Hi, @oliIMG In the PR https://github.com/google/XNNPACK/pull/7127, I see there are different versions of qs8/qu8-f32-vcvt kernels namely qs8-f32-vcvt-rvv-u1v.c, qs8-f32-vcvt-rvv-u2v.c, qu8-f32-vcvt-rvv-u1v.c and qu8-f32-vcvt-rvv-u2v.c. They are about the m1/m2 rvv implementations of the kernels.
In some other kernels, they have four RVV implementation versions (based on scalar) in the forms of m1, m2, m4 and m8.
I want to know the purpose of the different implementations, and how the users can select the best version.

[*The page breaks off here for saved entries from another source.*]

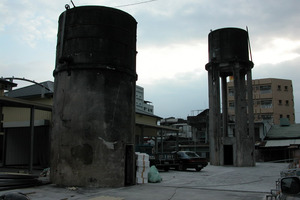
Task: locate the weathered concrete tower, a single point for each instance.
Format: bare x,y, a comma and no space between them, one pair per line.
229,56
92,142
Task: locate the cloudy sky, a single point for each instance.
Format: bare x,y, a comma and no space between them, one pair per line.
171,43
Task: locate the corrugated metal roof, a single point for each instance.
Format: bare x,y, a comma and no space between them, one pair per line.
32,90
282,143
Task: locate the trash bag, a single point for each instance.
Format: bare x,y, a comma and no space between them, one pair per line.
153,175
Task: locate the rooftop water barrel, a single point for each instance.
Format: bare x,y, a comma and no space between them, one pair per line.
94,98
228,44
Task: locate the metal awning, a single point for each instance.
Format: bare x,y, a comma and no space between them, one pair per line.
15,102
282,143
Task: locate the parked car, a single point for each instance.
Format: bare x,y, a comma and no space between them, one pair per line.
190,159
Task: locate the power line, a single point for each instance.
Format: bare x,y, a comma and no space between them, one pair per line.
133,4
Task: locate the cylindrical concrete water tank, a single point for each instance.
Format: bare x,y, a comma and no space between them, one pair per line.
228,44
94,98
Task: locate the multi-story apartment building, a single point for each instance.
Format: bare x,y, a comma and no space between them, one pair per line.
272,100
140,104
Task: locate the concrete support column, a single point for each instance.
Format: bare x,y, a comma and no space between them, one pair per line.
224,107
251,148
214,114
240,112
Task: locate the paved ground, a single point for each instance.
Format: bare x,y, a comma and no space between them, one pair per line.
213,182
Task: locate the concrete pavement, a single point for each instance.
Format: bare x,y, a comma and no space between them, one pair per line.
213,182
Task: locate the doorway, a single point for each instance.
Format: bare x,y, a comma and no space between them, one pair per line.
228,155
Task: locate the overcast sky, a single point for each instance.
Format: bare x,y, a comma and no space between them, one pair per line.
172,43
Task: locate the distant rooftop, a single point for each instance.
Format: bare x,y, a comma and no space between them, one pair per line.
282,132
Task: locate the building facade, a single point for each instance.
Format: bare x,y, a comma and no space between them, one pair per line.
273,100
140,104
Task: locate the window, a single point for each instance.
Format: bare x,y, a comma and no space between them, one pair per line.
265,89
266,103
266,117
231,105
231,92
279,87
287,102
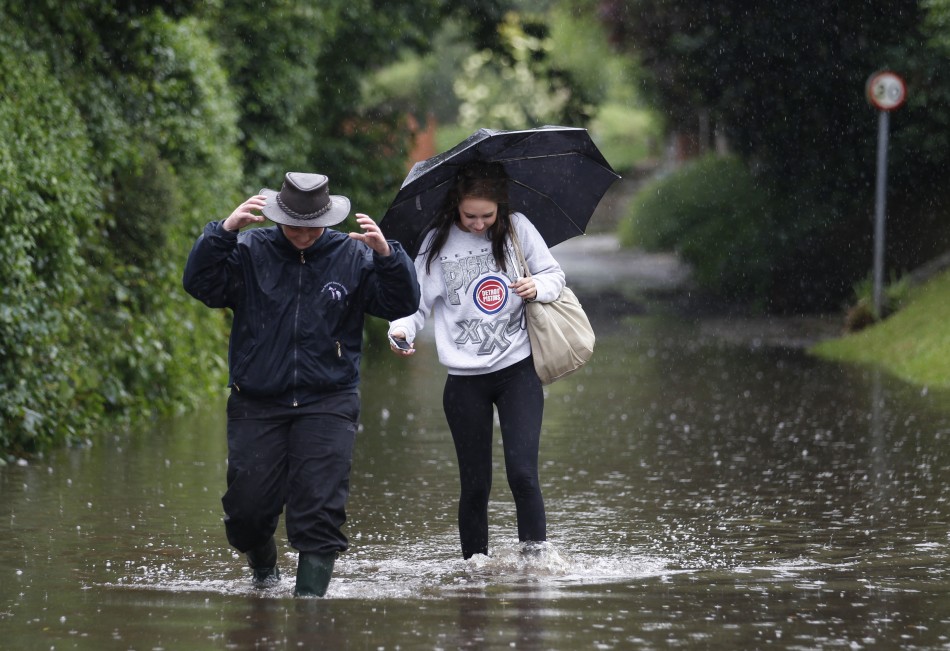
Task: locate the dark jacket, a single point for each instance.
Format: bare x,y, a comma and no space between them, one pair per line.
298,315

In general a kernel with 'u4v' means 'm4' for the source. Kernels such as float binary ops, can implement all 4 variations - m1, m2, m4, m8. In the src/configs/gemm-config.c etc, the fastest of these variations can be enabled. It will depend on hardware, so once some benchmarks can be done with different vendors, a switch statement on uarch can be added to select different kernels for different hardware.
With 8 or 16 bit datatypes, the intermediates are often lengthened, limiting the variations to m1, m2, and maybe m4.